An effort to repeal the state’s new commerce tax suffered a likely fatal setback on Wednesday after the Nevada Supreme Court ruled a petition that’s been circulating for several months isn’t fit for the ballot.
Justices said in their order that the summary of the measure’s effect, which appears on the signature-gathering material, is inadequate because it doesn’t tell voters that the measure could unbalance the state budget by tens of millions of dollars. They ordered that signatures collected so far are invalid.
“By ignoring the significant effect the referendum would have on the balanced budget mandate, the description of effect suggests that no such effect exists and is thus materially misleading,” Justice Nancy Saitta wrote in concurring with the full court’s ruling. “The petition’s signers have been both deceived and misled.”
The ruling is a major setback for the RIP Commerce Tax group led by Republican Controller Ron Knecht, even though justices sided with his group on some arguments. RIP Commerce Tax had gathered about 20,000 signatures as of early May, and would have to start over again to collect the more than 55,000 signatures needed by June 21 to qualify the referendum for the ballot.
Knecht said he disagreed with the court’s assessment that the repeal would unbalance the state budget. He said the Legislature will pass a budget late next spring that can account for the estimated $60 million that the state wouldn’t collect next summer.
“With all due respect, we believe the Nevada Supreme Court’s decision reflects a misunderstanding of the facts about the effect of a commerce tax repeal,” he said in a statement. “We are evaluating our options for clarifying these matters, resolving the court case and getting the required signatures.”
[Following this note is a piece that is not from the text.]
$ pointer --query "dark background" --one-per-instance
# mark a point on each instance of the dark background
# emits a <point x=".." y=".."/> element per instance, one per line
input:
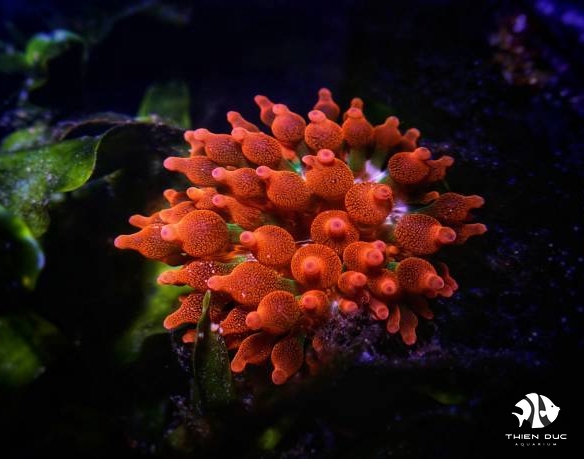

Defenders of the tax said they were pleased with the decision.
“We’ve argued all along that the RIP Commerce Tax petition would have grave and lasting consequences to the State of Nevada,” said Matt Griffin, an attorney for the Coalition for Nevada’s Future, a group funded by casinos and other business groups. “Nevada’s parents and school children can celebrate today’s decision.”
The commerce tax, which applies to businesses that make more than $4 million each year in Nevada revenue, passed last year as a way to pay for new education initiatives. Opponents said it was a betrayal after voters in 2014 overwhelmingly rejected a margins tax on businesses.
Supporters of the commerce tax were trying to stop the measure before it qualifies for the ballot because it would have consequences whether or not voters pass it. If voters approved the referendum, the tax would be abolished. But if they rejected it, the tax would be frozen in statute until another statewide vote on it.
Commerce tax proponents said that prevents the Legislature from fixing flaws and adjusting rates. Commerce tax foes contend that’s a good thing and would prevent lawmakers from expanding the tax to smaller businesses.
“I appreciate the Nevada Supreme Court for moving quickly to resolve this important issue. The sponsors of this referendum owed it to the voters to explain the effect signing this petition would have on the state budget and most importantly, students and classrooms across Nevada. This decision is a victory in the fight for transparency and a citizen’s right to accurate and truthful information,” Gov. Brian Sandoval said.